Dhaka, Bangladesh (BBN) – The central bank of Bangladesh has relaxed the foreign exchange regulations relating to advance payment against imports and payment of freight charges to chartered ship owners abroad to facilitate foreign trade, officials said.
“We have relaxed such regulations aiming to facilitate business activities, particularly in foreign trade,’ a senior official of the Bangladesh Bank (BB), the country’s central bank, told BBN in the capital, Dhaka on Sunday.
The BB took the move in line with the country’s businessmen’s recommendations to help exporters send their exportable products timely, according to the official.
The central bank issued two separate circulars in this connection on Thursday and asked the commercial banks to follow the new instructions relating to advance payment against imports and payment of freight charges to chartered ship owners abroad properly.
Now a local exporting firm will be allowed to send maximum US$ 5,000 without any bank guarantee against a bonafide business purpose using their own Exporter’s Retention Quota (ERQ).
The new regulations also allow local importers to pay freight charges to chartered ship owners abroad without prior approval from the central bank.
Regarding advance payment against imports, the commercial banks concerned shall, on their own responsibility, have to arrange for repatriation of the remittance made in advance, in case the entry of goods into the country is not affected within the stipulated time, according to a circular.

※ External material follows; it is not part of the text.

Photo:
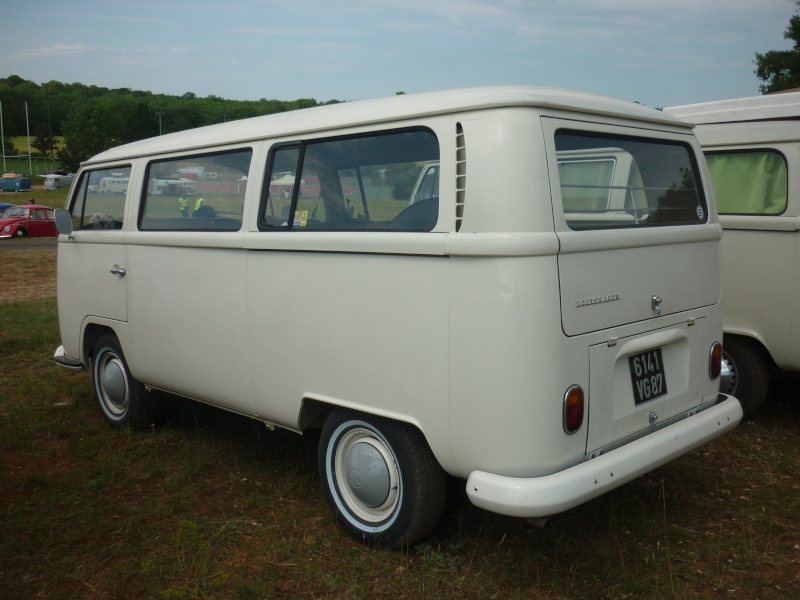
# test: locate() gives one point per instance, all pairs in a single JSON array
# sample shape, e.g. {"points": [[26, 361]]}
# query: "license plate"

While opening a back-to-back letter of credit (LC), the banks should adjust the value of advance payment to ensure the value addition requirement as stipulated in the import policy order (IPO) is not breached, it said, adding that before the advance payment, an authorized dealer (AD) bank must obtain a form of undertaking duly signed by the importer.
The central bank was very often approached by the banks to effect payment of freight charges to foreign ship owners for ships chartered by the importers in Bangladesh, they added.
“With a view to simplifying the procedure, it has now been decided to authorize ADs to remit such charges subject to observance of conditions,” the central bank said in another circular.
Under the conditions, the relevant bill of entry should be submitted as a proof that the goods have arrived in the country. On the other hand, the banks are convinced that the unit value of imported goods (including freight) is competitive with the value of such goods imported on the cost and freight (CFR) basis in the relevant period, according to the circular.